Exploring Current Trends of Energy Harvesting

Introduction

With the widespread improvements in the field of MEMS (Micro-electromechanical systems) with tiny mechanical devices such as sensors, valves, gears, mirrors, and actuators embedded in semiconductor chips and as sensors are required in these devices and these devices need to have a long lifespan. In MEMS using Batteries are not always beneficial since they need human involvement to exchange them. Hence, obtaining the electrical power desired to operate these devices is the main worry. To overcome this alternate type of energy source to conventional batteries must be well-thought-out. Energy utilization is swiftly growing day by day and hence novel and proficient energy resources are need to be discovered. Researchers are discovering new ways of utilizing abundant renewable energy from different sources and it is an ongoing research topic.

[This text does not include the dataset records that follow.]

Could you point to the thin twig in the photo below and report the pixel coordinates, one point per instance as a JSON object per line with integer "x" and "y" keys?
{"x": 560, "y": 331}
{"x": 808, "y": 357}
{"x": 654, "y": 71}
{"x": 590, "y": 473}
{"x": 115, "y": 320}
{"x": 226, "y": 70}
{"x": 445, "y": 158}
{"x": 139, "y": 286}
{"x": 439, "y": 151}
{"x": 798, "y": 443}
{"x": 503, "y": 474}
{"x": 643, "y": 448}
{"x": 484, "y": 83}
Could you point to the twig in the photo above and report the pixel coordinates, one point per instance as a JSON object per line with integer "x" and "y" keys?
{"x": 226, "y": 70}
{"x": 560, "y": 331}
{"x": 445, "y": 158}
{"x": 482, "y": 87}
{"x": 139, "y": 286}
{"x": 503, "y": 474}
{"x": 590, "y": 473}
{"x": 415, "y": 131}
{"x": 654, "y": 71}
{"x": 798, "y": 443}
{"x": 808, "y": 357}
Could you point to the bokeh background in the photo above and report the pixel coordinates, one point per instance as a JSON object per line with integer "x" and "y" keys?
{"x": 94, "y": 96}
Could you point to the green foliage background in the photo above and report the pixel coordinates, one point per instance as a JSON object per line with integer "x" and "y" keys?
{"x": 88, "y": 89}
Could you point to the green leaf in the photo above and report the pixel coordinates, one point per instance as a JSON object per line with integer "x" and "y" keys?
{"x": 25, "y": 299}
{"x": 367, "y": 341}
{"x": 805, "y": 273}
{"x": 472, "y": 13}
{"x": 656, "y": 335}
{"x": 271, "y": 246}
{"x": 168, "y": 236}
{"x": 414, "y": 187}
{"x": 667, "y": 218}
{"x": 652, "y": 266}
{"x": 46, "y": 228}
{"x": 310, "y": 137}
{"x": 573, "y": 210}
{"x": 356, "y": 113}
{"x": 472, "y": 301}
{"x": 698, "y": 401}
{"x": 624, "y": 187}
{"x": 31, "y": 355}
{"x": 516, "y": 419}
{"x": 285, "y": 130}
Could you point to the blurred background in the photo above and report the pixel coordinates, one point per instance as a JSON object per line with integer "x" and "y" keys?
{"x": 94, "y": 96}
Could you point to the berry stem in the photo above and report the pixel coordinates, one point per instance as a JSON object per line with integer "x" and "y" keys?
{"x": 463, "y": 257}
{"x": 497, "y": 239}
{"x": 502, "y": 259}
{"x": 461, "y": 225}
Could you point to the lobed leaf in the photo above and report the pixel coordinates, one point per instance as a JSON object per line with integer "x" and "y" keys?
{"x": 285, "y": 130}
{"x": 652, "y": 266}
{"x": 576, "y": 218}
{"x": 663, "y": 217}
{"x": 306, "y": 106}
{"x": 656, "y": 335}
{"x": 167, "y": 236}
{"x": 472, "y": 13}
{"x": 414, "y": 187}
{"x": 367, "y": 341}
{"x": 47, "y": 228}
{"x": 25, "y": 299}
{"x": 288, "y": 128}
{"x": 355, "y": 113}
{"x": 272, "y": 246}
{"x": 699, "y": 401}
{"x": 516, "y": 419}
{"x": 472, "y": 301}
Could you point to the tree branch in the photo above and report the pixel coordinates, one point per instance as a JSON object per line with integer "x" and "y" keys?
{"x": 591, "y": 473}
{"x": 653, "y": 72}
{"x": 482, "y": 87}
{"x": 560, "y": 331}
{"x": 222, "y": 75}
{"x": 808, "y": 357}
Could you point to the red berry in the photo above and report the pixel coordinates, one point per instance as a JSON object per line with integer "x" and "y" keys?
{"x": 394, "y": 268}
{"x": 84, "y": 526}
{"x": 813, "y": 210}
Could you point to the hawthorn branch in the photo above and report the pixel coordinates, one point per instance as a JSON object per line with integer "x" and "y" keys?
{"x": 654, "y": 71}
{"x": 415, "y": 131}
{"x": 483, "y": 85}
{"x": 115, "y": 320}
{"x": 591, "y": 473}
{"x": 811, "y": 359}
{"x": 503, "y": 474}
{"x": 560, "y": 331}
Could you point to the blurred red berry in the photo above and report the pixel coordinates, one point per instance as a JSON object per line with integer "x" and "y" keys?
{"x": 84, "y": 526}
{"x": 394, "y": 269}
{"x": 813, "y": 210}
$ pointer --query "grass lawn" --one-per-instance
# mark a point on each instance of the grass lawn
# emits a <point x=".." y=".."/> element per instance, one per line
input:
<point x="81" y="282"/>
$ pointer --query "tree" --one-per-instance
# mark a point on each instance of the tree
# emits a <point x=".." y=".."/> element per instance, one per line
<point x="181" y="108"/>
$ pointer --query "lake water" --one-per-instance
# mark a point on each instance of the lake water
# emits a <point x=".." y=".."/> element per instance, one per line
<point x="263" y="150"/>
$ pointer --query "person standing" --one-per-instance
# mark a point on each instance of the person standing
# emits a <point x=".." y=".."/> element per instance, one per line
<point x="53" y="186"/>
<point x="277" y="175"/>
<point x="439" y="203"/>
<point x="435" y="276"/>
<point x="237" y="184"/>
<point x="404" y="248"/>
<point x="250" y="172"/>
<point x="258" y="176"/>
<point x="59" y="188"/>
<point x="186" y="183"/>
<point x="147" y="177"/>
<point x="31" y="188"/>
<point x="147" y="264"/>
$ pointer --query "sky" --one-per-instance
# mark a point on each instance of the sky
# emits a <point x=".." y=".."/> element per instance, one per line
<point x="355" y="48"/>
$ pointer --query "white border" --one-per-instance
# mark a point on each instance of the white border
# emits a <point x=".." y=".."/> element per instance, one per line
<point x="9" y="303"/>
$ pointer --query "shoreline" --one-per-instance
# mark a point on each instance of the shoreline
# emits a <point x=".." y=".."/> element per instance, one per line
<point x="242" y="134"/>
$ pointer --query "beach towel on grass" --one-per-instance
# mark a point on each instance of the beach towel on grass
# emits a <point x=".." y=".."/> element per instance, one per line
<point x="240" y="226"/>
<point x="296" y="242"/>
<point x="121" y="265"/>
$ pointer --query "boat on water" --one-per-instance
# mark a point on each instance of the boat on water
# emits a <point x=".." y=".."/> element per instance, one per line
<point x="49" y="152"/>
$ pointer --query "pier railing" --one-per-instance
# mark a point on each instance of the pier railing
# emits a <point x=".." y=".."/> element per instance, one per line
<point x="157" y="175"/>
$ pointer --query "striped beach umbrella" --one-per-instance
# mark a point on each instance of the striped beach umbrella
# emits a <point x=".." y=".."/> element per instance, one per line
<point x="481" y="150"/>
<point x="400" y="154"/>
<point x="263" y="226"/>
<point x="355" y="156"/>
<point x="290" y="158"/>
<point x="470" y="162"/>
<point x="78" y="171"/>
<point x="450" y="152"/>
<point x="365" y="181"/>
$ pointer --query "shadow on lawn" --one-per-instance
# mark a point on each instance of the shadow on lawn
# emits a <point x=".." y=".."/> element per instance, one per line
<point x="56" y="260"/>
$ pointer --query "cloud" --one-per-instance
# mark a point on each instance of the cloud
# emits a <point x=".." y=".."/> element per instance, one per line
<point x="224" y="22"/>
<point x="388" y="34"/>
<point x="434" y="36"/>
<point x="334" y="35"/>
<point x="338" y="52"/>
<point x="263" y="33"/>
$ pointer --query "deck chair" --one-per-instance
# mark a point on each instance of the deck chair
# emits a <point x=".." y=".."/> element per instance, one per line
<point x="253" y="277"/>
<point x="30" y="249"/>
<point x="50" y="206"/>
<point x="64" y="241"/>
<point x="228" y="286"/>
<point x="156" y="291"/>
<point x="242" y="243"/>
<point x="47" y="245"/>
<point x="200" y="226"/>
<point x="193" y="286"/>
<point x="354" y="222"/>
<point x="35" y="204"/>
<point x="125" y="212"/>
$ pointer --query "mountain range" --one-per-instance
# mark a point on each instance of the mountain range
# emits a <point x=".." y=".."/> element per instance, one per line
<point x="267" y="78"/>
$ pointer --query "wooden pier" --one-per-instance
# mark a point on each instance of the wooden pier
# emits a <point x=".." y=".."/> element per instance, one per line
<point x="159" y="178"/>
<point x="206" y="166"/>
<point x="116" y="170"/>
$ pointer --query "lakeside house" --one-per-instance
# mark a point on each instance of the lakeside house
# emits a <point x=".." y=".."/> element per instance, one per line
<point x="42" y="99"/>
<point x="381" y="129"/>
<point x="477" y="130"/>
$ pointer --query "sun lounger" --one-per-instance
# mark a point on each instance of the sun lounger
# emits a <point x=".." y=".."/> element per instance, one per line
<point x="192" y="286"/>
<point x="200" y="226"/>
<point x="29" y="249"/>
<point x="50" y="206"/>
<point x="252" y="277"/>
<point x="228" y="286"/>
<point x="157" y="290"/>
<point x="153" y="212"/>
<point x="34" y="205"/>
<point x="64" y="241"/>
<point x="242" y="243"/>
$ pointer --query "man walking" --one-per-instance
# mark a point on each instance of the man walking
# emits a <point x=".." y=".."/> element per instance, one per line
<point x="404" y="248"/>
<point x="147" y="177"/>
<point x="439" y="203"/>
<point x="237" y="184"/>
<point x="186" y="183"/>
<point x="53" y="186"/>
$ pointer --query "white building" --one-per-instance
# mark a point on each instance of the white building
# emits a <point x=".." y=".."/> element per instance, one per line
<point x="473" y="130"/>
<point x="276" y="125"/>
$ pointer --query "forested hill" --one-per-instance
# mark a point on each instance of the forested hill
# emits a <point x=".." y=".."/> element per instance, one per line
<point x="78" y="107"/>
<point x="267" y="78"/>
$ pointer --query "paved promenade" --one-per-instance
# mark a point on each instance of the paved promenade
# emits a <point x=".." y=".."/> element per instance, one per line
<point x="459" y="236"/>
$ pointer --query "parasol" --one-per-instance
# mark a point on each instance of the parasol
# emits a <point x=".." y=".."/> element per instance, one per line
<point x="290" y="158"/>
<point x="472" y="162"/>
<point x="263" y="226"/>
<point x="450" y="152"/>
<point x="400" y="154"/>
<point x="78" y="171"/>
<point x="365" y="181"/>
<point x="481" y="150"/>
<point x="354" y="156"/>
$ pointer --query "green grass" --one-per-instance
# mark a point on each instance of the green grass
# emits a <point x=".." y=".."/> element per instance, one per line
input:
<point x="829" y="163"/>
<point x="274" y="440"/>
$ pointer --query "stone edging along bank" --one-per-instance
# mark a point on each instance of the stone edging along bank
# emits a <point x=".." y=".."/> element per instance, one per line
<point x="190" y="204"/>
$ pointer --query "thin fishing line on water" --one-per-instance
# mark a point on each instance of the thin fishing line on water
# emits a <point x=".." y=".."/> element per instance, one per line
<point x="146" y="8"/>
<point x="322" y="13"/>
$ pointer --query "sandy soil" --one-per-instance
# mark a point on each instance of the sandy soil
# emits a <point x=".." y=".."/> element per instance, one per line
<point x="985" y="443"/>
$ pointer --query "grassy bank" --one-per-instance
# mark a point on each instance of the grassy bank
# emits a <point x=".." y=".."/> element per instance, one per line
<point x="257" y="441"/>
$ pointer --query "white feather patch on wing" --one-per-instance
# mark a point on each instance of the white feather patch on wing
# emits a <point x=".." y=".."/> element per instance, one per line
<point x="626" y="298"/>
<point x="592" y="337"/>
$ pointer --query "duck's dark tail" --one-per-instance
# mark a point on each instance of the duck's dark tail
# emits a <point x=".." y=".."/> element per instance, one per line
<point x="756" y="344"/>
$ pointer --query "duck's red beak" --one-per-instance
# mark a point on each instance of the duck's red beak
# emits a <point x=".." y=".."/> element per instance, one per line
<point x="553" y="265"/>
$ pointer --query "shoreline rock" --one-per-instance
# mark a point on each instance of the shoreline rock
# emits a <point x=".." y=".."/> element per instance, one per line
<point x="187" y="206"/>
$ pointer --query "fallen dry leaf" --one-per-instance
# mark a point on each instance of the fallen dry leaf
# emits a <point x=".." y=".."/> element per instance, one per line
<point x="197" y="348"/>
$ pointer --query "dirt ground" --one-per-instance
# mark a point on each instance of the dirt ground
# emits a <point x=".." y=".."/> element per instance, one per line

The various kinds of typical ambient energies are thermal energy, sunlight, RF energy and mechanical energy. The energy harvesting sources can be used to surge the lifetime and capability and to run these sensor devices by moreover switching or increasing the battery usage (Beeby et al., 2006; Kansal et al., 2003; Kansal et al., 2004; Kansal et al., 2005; Meninger, 1999; Rahimi et al., 2003). The energy that can be obtained from different energy sources by selecting the thermal, light, or mechanical energies accessible in the surrounding locations. This process aids in providing unlimited energy for the lifetime of the electronic device. Hence, the process of extracting energy from the ambient environment and altering it into expendable electrical energy is identified as energy harvesting or power scavenging. The energy obtained from numerous sources and used in growing technological demand. Energy harvesting is capturing energy from environment and storing the energy for gathering the imminent needs. Most popular several energy harvesting traditional mechanisms are such as energy produces form wind farms, energy generated from solar farms, energy generated from geothermal farms, tidal energy farms and so on. Advancement in technology has improved the way by which these sources can be used to power electronic systems. All stated popular energy harvesting mechanisms have been well established which leads to the development of self-powered systems which require very less maintenance and can be deployed in unreachable locations anywhere easily. The main target of energy harvesting is to power this self-powered system.

The classification of energy harvesting is made on the base of the method of energy scavenging the power. Renewable sources of energy comprise are characterized on the basis of the numerous sources which are Solar energy, tidal energy wind energy, and thermal energy for energy harvesting which contain from photovoltaic cells, wind turbines, thermoelectric generators and mechanical vibration devices such as piezoelectric devices, electromagnetic devices. However different methods impose varied restrictions on the working environment of electronic devices based on the type of energy they belong to and the source of energy they gain power from unlike all these sources of energy, mechanical energy can be found in examples when others become inadequate. The different source of mechanical energy can be gained vibrations, heat, motion, noise, flow induced vibrations etc., Mechanical energy can be used to power electronic systems by harvesting energy from it. Piezoelectric materials, pyro electric materials, electrostatic materials are used to convert the mechanical energy into useful energy form. For example piezoelectric harvesting devices scavenge into operational electrical energy from mechanical energy. Table 1 shows several harvesting methods by their power generation capability (Atwood et al., 2001).